Już też obecnie czytelnik może dociec samemu, jakie fale owa
instalacja LIGO naprawdę odbiera, jeśli np. porówna jak znaczne
jest podobieństwo budowy i zasady działania tej instalacji do budowy
i działania opisywanej tutaj "piramidy telepatycznej", tj. jak oba te
urządzenia wytwarzają jednorodne światło, jak w ich obu światło
to jest potem wielokrotnie odbijane przez kaskady luster, jak w
przestrzeni roboczej danego urządzenia światło to koliduje z
"falami telepatycznymi" i zmienia długość swej fali, oraz jak
odpowiednio zaprojektowany system elektroniczny w końcu
zamienia efekty interferencji światła w sygnał rozpoznawalny
dla ludzi.
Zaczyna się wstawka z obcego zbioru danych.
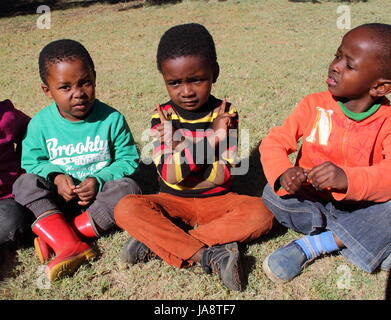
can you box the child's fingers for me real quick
[62,193,76,202]
[78,200,91,206]
[218,99,227,115]
[64,175,76,190]
[74,184,90,194]
[307,161,332,180]
[308,170,332,190]
[76,191,95,201]
[156,104,168,123]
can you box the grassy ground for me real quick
[0,0,390,300]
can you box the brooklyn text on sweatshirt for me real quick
[22,99,139,190]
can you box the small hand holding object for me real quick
[279,167,309,194]
[73,177,99,206]
[307,161,348,192]
[54,174,77,202]
[211,99,237,146]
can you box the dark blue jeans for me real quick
[262,184,391,273]
[0,198,32,245]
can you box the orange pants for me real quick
[114,192,274,268]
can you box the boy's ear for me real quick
[41,83,53,99]
[371,79,391,97]
[212,62,220,83]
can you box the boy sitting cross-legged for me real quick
[114,23,274,291]
[260,23,391,283]
[13,39,141,281]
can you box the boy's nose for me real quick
[330,61,340,73]
[181,83,195,97]
[73,86,86,98]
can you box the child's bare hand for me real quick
[153,104,177,148]
[53,174,77,202]
[307,161,348,192]
[279,167,308,194]
[74,177,99,206]
[212,99,237,146]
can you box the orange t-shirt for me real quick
[260,91,391,202]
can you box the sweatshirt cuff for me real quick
[89,173,111,191]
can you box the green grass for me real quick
[0,0,390,300]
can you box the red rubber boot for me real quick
[72,211,99,238]
[34,211,98,263]
[32,212,96,281]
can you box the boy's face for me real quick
[41,58,96,121]
[160,55,218,111]
[326,27,383,107]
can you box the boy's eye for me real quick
[167,81,180,87]
[190,78,202,84]
[346,63,354,70]
[59,85,70,90]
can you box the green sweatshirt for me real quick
[22,99,139,190]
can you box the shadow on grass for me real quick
[132,161,160,195]
[0,0,144,18]
[0,230,34,281]
[231,143,267,197]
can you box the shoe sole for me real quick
[262,254,290,284]
[34,237,51,263]
[220,243,243,291]
[47,248,96,281]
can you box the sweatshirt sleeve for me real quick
[90,114,139,189]
[21,117,65,179]
[260,97,309,191]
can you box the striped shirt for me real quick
[151,95,239,197]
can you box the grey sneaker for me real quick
[263,241,310,283]
[201,242,244,291]
[121,237,158,265]
[380,253,391,272]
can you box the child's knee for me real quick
[114,195,144,222]
[12,174,52,207]
[102,178,141,197]
[249,200,274,232]
[13,173,43,192]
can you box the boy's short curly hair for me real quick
[358,23,391,78]
[39,39,95,84]
[156,23,217,72]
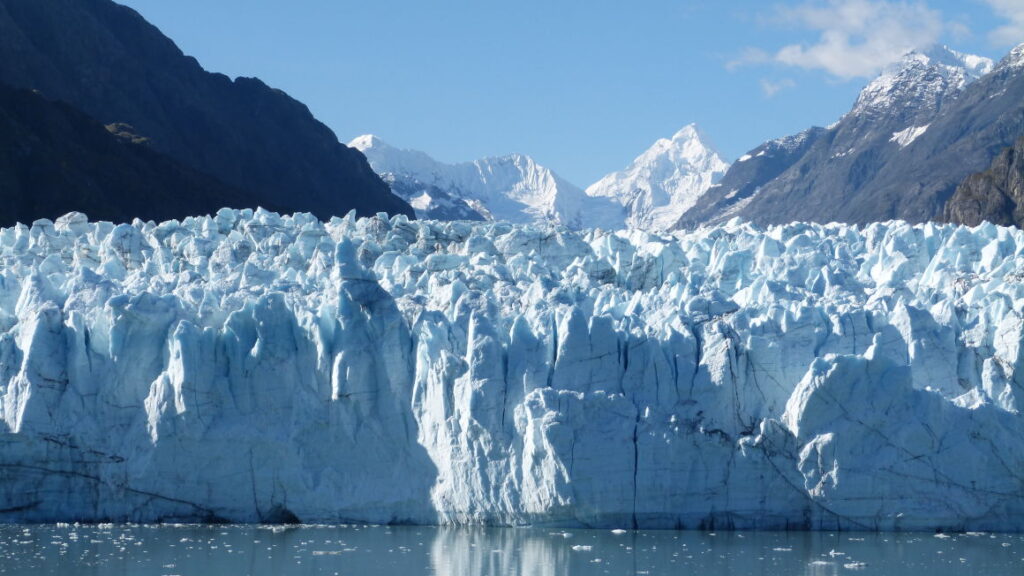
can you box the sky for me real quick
[117,0,1024,187]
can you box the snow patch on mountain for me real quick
[996,42,1024,71]
[890,124,930,147]
[1,210,1022,529]
[585,124,729,231]
[351,135,623,229]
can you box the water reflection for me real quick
[431,527,571,576]
[0,524,1019,575]
[427,528,1023,576]
[430,528,842,575]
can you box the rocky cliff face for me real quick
[945,135,1024,227]
[0,0,413,221]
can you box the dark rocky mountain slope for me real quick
[677,127,827,227]
[944,134,1024,227]
[0,83,256,225]
[0,0,413,221]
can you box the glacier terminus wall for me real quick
[0,209,1022,530]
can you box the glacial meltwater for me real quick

Co LIGO naprawdę odbiera okaże się też, kiedy
pewnego dnia instalacja ta odbierze rozumną i logiczną wiadomość
przesłaną do niej przez tajemniczego darowiciela "piramidy telepatycznej" -
aczkolwiek nawet wówczas naukowcy, którzy zbudowali LIGO,
zapewne będą się upierali, że instalacja ta właśnie odebrała
rozumny przekaz od kosmicznej "czarnej dziury", która w ten
sposób daje ludzkości znać, że też posiada inteligencję.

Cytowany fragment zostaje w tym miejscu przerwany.